Rainy Rusady
Kami berlari menghindari para zombie kelaparan. Pria itu sesekali menembak kepala zombie agar tak menghalangi pelarian kami. Tiba-tiba, salah satu zombie menarik tanganku dari belakang hingga langkahku terhenti.
"Help me!" pekikku.
Pria bertubuh atletis dengan wajah tertutup helm itu pun menoleh. Dia bergerak cepat dan memukul kepala zombie dengan handle machine gun yang dibawanya.
"Shit!" pekiknya.
Kami kembali berlari menghindari para zombie. Pelarian kami tiba di sebuah gang. Pria itu memberikan sebuah handgun yang dia ambil dari pahanya.
"This for you!" ucapnya seraya memberikanku handgun itu.
Aku mengambilnya. Tidak enak jika menolaknya. Lagi pula kami memang membutuhkan handgun itu. kami kembali berjalan hingga memasuki sebuah ruangan. Sebuah ruangan sempit berukuran 4x4 meter. Ruangan ini terdapat seperangkat komputer, lemari besi dan beberapa alat komunikasi. Nampaknya, ruangan ini adalah basecamp pria berpakaian serba hitam itu.
Pria itu mencoba menekan-nekan beberapa titik di helm-nya sepertinya dia melakukan komunikasi dengan rekannya melalui helm canggih itu. tidak ada yang istimewa dari helm itu. Hanya seperti helm hitam dengan kaca penutup wajah berwarna hitam. Tetapi, kurasa di dalam helm itu ada sebuah layar videocall yang bisa terhubung dengan sesama pengguna helm itu. Pengganti handytalky.
Beberapa kali mendesah, pria itu akhirnya bisa terhubung dengan rekannya. Mereka seperti melakukan panggilan video .
"Carter! Are you there?" sapa pria itu dengan rasa khawatir.

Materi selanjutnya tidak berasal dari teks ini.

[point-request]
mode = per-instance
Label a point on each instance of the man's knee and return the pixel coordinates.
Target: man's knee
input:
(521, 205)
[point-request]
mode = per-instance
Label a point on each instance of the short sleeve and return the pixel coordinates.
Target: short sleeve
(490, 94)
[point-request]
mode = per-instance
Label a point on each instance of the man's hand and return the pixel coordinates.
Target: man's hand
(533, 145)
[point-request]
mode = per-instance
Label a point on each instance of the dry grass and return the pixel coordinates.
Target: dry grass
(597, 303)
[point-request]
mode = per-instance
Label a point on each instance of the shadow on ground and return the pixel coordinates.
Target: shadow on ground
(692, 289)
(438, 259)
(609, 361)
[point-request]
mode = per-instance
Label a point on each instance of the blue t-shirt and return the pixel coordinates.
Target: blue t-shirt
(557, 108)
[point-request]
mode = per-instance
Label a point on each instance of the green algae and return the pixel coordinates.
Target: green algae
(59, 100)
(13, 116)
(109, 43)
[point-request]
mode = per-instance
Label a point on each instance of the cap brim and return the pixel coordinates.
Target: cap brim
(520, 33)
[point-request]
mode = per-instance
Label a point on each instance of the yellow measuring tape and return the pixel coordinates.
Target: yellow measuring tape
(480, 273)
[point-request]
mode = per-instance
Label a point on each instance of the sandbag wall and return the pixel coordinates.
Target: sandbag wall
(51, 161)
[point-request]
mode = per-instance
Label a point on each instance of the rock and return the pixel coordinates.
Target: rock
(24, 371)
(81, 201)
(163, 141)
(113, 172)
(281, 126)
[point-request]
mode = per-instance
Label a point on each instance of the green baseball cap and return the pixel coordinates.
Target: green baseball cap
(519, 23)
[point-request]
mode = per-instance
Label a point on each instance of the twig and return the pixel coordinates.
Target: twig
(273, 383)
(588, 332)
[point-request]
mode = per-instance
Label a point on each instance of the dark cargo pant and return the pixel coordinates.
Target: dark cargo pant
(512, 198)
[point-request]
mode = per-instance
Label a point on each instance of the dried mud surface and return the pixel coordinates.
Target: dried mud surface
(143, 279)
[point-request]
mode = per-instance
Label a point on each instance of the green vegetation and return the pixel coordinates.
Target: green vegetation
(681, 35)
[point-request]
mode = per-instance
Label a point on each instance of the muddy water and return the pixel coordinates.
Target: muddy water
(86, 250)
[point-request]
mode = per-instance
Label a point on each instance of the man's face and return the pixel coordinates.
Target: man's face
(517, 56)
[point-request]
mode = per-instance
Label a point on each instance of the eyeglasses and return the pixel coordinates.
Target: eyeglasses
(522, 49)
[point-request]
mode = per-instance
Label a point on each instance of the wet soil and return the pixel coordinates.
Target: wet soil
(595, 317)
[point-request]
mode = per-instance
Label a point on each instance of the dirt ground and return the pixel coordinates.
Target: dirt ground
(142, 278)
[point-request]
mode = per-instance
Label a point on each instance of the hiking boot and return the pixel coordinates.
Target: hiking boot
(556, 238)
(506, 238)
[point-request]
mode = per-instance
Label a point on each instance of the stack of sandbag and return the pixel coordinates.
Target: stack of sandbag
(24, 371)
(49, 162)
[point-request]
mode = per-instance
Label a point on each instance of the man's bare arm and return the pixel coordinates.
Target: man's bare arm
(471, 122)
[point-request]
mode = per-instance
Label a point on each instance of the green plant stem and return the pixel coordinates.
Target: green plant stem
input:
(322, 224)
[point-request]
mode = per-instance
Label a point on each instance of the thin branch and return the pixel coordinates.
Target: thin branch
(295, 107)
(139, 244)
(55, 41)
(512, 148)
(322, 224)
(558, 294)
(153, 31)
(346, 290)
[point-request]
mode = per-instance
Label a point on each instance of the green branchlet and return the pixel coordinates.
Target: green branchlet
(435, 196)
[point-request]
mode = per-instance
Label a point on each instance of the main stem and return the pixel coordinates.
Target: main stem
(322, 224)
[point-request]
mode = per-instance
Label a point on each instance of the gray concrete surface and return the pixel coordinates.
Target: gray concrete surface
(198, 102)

Tak ada jawaban. Dia kembali menghubungi rekannya yang lain dengan menekan-nekan sebelah kanan helmnya. Masih tak terhubung. Pria itu tampak cemas. Dia segera bersandar di dinding lalu dia membuka helmnya.
Keringat bercucuran di wajah tampannya. Rambutnya gondrong ikal berwarna kecoklatan itu tampak basah karena terlalu lama memakai helm. Rambut itu ternyata dia ikat di bagian belakang. Dia sangat tampan, aku berdebar hebat. Aku memegangi dadaku yang hanya dilapisi bra berwarna merah. Aku menelan saliva, aku tidak kuat. Dia sangat mirip Kim Taehyung, idolaku.
Tubuhnya tinggi, mungkin lebih tinggi daripada Kim Taehyung yang tingginya hanya 179 cm. Kurasa pria ini tingginya sekitar 185 cm. Dia makai sepatu boot dan berpakaian serba hitam layaknya pasukan khusus. Hidungnya mancung, mata monolid-nya yang sangat menggoda iman.
Benarkah dia kim Taehyung yang terjebak di kota ini? Tidak, tidak mungkin Taehyung bermain-main dengan maian ini. Dia tak mungkin kurang kerjaan seperti diriku. Aku yakin, dia hanya AI yang menduplikat wajah Taehyung. Aku kecewa jika dia memang benar AI.
"Siapa namamu, orang Indonesia?" ucapnya dengan bahasa Inggris yang sangat fasih.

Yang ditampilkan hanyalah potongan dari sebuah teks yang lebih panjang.